Yes, your solution is correct!

[Guest2]

Consider the segment of the curve $y = \cosh(ax)/a$ between $x = −l$ and $l$. Here $a$ and $l$ are positive constants. Find an explicit expression for the length of this curve segment in terms of $a$ and $l$, as well as its limit for $a \to 0$.

What I had done:

Using the formula $\displaystyle L = \int_a^b \sqrt{1+\bigg(\frac{dy}{dx}\bigg)^2}$

I get $\displaystyle L = \int_{-l}^l \sqrt{1+\left(\sinh{ax}\right)^2}\,{dx} = \int_{-l}^{l} \cosh(ax)\,{dx}=\sinh(al)-\sin(-al) = 2\sinh(al). $

$\displaystyle \lim_{a \to 0} 2\sinh(al) =2\sinh(0) = 0$

Could someone please confirm whether this is correct?

 

[Greg]

What do you get when you differentiate $\sinh(ax)$?

 

[Guest2]

What do you get when you differentiate $\sinh(ax)$?

I get $a\cosh(ax)$.

 

[Greg]

Right. So,

\(\displaystyle \int\cosh(ax)\,dx=\dfrac{\sinh(ax)}{a}+C\)

 

[Guest2]

Right. So,

\(\displaystyle \int\cosh(ax)\,dx=\dfrac{\sinh(ax)}{a}+C\)

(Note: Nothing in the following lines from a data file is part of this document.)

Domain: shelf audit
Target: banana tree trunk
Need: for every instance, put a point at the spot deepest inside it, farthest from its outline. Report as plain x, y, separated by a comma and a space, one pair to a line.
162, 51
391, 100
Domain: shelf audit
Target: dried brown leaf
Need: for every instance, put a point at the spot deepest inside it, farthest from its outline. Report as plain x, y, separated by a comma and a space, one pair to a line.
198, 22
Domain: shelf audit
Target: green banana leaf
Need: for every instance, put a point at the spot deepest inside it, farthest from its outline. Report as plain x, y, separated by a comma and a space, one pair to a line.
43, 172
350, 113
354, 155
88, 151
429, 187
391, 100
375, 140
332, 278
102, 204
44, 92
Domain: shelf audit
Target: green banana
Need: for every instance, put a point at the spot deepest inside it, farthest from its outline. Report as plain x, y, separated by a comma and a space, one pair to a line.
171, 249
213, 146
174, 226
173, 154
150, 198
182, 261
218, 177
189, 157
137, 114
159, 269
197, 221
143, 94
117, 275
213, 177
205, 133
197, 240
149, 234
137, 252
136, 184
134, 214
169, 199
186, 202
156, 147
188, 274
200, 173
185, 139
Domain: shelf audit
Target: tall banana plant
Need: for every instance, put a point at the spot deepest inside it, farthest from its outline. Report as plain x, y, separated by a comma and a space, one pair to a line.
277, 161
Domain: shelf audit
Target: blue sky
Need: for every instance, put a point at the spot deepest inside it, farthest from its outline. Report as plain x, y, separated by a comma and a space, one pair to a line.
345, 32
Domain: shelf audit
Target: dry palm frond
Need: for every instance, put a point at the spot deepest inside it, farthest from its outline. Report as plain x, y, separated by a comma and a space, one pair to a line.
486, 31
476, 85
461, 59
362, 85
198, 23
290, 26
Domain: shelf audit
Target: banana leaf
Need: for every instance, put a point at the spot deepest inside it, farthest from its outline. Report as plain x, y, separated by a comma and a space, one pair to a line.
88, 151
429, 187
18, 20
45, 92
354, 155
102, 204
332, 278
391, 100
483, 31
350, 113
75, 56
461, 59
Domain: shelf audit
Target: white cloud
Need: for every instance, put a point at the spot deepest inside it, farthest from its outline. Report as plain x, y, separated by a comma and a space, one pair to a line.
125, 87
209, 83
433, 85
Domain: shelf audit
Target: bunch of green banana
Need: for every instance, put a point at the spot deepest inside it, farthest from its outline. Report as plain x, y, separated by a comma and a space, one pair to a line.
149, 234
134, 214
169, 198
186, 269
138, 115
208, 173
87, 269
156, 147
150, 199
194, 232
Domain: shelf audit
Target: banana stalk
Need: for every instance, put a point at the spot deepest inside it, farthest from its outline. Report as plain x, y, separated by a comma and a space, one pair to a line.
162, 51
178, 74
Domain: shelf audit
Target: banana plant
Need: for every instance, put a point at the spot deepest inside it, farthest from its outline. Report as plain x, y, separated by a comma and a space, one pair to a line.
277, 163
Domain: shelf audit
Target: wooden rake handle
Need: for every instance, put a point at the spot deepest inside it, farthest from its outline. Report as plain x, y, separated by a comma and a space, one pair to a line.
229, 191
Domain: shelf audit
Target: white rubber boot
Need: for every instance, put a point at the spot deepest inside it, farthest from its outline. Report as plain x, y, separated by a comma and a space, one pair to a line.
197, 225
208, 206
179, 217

Oh wow. I can't believe I got that wrong! (Giggle)

So I should have got $ \frac{2\sinh(al)}{a}$ and $2\lim_{a \to 0}\frac{\sinh(al)}{a} = 2l\lim_{a \to 0}{\cosh{a}} = 2l$

Is this correct?

 

[Greg]

Though your final answer is correct, there is an error. See if you can spot it.

 

[Guest2]

Though your final answer is correct, there is an error. See if you can spot it.

$\displaystyle 2\lim_{a \to 0}\frac{\sinh(al)}{a} = 2\lim_{a \to 0}\frac{\frac{d}{da}\sinh(al)}{\frac{d}{da} a} =2l\lim_{a \to 0}{\cosh{a}} = 2l$?